Republican Party

Frist: Bowling for an indictment.

Bowling Avenue Partners. That's the name to remember. It's Bill Frist's family stock partnership that was kept separate from his blind trust partnerships governed by Senate ethics rules.

This decidedly non-blind trust, run by Dr. Billy's brother, Tommy Frist, earned the senate majority leader $265,495 in dividends and other income over four years. The AP has the details:

Ethics experts say a partnership arrangement shown in documents obtained by The Associated Press raises serious doubts about whether the senator truly avoided a conflict.

In that case, the HCA stock was accumulated by a family investment partnership started by the senator's late parents and later overseen by his brother, Thomas Frist. The brother served as president of the partnership's management company and as a top officer of HCA.

HCA is the Frist-family company of for-profit hospital chains.

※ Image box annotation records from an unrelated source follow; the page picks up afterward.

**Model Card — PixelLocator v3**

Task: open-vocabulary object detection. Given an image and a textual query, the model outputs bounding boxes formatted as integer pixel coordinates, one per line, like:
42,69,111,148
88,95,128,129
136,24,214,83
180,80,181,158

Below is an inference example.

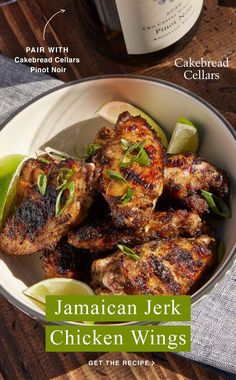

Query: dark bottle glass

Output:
75,0,203,65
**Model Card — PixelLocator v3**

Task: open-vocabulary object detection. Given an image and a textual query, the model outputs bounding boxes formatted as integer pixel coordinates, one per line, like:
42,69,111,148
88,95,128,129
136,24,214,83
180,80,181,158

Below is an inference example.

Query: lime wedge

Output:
167,117,199,153
0,154,25,227
96,101,168,148
23,278,94,304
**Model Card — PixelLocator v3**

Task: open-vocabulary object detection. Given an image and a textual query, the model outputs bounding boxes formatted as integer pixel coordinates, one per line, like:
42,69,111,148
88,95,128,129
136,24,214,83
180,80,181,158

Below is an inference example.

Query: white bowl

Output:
0,75,236,321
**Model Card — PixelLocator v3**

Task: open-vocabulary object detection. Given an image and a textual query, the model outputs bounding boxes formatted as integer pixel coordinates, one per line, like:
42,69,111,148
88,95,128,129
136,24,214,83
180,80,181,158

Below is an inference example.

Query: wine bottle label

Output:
115,0,203,54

Frist earned millions from the sale of HCA stock that may have benefited from insider information. And, of course, it's murkier than that. Because while Frist was making millions upon millions of dollars through his stock in this medical company, he was VOTING ON MEDICAL LEGISLATION.

With his background as a heart surgeon as well as majority leader, Frist has been at the forefront of legislation that would affect the hospital chain. Among the issues: a Medicare prescription drug benefit and limits on medical malpractice lawsuits.

Frist kept HCA stock in Bowling Avenue Partners and the Tennessee blind trust — but outside the Senate-approved trusts — between 1998 and 2002.

His investments in Nashville-based HCA are being investigated by federal prosecutors and the Securities and Exchange Commission after an AP report that the senator had asked administrators of his Senate blind trusts to sell his HCA holdings.

Remember the Bush/GOP line about changing the tone in Washington? I think they meant changing it back to more of a Nixon/Warren G. Harding kind of tone.

Now, if you were Dr. Billy's campaign advisor, what would you be saying to him now about how to run against John "Straight Talk" McCain for the GOP nomination in 2008? I would be saying, "Um, I quit."